We constructed a full phylogeny of haplogroup L0 (Table S1) coupled with age estimates calculated using both maximum-likelihood and a whole mtDNA time-dependent molecular clock21 and an aDNA calibration that yielded an estimated mutation rate of 2.69 × 10−8 [2.06 × 10−8; 3.37 × 10−8] substitutions per site per year. Ancient DNA calibration with a set of very recent fossil L0 sequences (dating between 1.4 and 6.1 ka) can lead to serious underestimates for ancient divergences such as the ones analysed here, but nevertheless offers an independent calibration and so lower bound of the time of ancient splits.
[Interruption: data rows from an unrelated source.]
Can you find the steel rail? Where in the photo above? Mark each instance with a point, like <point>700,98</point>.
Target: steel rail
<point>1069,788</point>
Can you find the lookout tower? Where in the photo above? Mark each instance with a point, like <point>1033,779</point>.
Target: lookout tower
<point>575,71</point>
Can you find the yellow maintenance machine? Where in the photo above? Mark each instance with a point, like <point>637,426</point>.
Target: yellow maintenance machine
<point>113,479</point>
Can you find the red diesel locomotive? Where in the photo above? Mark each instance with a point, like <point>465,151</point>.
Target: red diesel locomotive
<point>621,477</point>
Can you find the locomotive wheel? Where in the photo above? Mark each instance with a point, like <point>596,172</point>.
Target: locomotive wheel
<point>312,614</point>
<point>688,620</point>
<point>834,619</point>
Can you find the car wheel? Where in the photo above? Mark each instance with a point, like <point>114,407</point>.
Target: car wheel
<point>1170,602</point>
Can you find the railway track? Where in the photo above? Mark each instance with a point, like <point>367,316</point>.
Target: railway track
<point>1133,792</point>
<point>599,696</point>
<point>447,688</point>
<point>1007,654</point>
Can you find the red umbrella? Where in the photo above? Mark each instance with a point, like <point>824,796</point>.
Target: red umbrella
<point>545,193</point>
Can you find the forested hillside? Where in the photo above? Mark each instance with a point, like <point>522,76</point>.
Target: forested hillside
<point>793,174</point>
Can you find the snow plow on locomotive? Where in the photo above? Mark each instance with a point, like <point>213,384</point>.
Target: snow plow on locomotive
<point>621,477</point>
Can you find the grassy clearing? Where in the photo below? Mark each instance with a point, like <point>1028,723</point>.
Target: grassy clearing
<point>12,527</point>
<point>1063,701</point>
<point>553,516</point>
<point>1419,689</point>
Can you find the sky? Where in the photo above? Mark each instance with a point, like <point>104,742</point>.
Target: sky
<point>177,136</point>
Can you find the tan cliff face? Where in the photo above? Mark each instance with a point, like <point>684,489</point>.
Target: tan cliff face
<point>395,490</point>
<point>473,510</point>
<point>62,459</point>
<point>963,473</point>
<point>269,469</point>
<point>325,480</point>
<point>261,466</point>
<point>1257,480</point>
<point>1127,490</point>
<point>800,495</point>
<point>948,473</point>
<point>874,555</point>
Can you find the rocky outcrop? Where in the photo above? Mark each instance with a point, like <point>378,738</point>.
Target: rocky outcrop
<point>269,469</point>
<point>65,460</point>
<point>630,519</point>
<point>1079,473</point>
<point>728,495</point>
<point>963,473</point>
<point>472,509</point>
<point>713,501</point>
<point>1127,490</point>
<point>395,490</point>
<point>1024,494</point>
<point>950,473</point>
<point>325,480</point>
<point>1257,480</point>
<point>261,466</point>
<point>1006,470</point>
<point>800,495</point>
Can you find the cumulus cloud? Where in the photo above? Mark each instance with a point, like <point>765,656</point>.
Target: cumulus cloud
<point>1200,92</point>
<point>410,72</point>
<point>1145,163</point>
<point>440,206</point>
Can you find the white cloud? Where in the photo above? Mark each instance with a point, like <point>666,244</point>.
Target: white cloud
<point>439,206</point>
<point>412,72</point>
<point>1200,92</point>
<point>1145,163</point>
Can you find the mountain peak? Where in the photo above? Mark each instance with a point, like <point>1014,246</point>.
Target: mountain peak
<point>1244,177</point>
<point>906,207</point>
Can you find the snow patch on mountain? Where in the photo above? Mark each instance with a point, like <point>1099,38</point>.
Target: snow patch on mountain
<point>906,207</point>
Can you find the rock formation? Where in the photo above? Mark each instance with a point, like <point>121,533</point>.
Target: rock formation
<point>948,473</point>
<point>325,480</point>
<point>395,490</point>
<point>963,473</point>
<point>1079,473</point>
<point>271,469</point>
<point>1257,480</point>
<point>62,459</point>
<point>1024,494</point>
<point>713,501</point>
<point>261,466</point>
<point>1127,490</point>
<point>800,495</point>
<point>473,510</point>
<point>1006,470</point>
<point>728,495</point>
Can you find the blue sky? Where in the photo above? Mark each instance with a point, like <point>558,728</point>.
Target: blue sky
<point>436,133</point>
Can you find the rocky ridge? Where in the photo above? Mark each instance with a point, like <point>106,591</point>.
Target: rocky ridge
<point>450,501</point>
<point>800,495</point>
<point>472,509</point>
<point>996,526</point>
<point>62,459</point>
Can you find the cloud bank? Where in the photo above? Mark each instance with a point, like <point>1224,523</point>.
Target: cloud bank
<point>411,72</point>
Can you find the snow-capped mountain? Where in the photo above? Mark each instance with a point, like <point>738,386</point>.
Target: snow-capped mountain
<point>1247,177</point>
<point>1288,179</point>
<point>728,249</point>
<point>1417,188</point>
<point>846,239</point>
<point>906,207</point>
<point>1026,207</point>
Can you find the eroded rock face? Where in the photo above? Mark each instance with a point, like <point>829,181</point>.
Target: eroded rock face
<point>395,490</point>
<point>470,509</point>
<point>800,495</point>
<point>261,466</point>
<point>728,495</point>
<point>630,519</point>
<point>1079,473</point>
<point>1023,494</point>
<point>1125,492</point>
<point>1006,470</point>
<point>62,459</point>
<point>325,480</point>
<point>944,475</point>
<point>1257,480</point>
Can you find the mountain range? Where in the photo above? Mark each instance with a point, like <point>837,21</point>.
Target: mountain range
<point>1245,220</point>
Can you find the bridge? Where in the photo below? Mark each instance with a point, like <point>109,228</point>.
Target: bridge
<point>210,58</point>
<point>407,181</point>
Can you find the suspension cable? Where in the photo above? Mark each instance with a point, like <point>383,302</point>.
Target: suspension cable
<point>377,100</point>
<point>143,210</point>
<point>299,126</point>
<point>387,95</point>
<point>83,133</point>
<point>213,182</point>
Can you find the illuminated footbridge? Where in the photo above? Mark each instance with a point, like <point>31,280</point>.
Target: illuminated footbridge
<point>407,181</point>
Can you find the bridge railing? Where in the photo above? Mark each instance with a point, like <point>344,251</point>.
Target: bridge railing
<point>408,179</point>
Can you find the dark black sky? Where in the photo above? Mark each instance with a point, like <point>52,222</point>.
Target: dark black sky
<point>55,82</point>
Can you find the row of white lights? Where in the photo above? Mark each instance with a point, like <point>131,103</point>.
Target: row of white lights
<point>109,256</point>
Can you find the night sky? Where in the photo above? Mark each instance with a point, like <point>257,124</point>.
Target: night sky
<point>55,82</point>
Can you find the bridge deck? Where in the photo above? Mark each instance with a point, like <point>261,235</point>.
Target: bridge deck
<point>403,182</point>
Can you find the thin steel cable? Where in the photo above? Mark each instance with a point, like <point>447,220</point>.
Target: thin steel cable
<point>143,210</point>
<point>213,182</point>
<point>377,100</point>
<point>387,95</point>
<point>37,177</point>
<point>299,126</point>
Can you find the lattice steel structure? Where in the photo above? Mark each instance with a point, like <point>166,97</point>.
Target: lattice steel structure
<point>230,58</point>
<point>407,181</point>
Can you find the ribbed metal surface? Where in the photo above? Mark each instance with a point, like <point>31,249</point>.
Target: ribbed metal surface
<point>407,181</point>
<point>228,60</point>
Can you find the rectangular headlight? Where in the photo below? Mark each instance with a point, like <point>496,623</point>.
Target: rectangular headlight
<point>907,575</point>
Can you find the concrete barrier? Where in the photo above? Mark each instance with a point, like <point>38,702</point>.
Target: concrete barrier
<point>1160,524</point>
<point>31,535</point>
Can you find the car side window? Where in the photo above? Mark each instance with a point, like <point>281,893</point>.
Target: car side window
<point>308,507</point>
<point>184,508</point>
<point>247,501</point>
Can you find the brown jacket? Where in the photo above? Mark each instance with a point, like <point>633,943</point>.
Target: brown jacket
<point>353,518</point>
The new data, namely the new structuring of the tree, allowed us to significantly re-evaluate earlier inferences on the timing of the dispersal of L0 from south to north5,6.

Additional diversity within L0 is now evident: deeper southern subclades within both L0f (both from modern “Khoe-San” samples57 and aDNA data4) and, more importantly, an entirely new branch, labelled L0g, in southern Khoe-San groups57. This shifts the time at which the southern African indigenous haplogroup L0 is restricted to southern Africa from an earlier estimate of ~120–100 ka6 to ~70 ka in the new analysis (Fig. 1A). This suggests that all eastern African clades from southern Africa arrived between ~70 ka and ~65–45 ka (based on the age estimates of probable South African nodes L0f, L0a′b′g and L0a′g, and eastern African subclades L0f2′3, L0b and L0a) (Fig. 1A). Most parsimoniously, considering the age of the three founders, it is most likely that their arrival in eastern Africa corresponds to a single event dating to ~70–60 ka. We should note that there is a further eastern African L0 subclade, L0d3b. However, this lineage is most likely related with an independent, more recent, episode of gene flow, within the last 25 ka6.

Figure 1
figure 1

Genetic structure of Africa using mitochondrial DNA and genome-wide data. (A) Schematic African mtDNA tree, scaled using maximum likelihood and a time-dependent molecular clock for whole-mtDNA genomes (age estimates in black). Age estimates in blue in L0 were obtained using an ancient DNA calibration with BEAST. (B) Maximum-likelihood population tree and admixture events inferred by TreeMix, with five inferred migration edges. The colour of the migration arrows indicates different migration weights. The branch lengths are proportional to the extent of genetic drift that has occurred in each population.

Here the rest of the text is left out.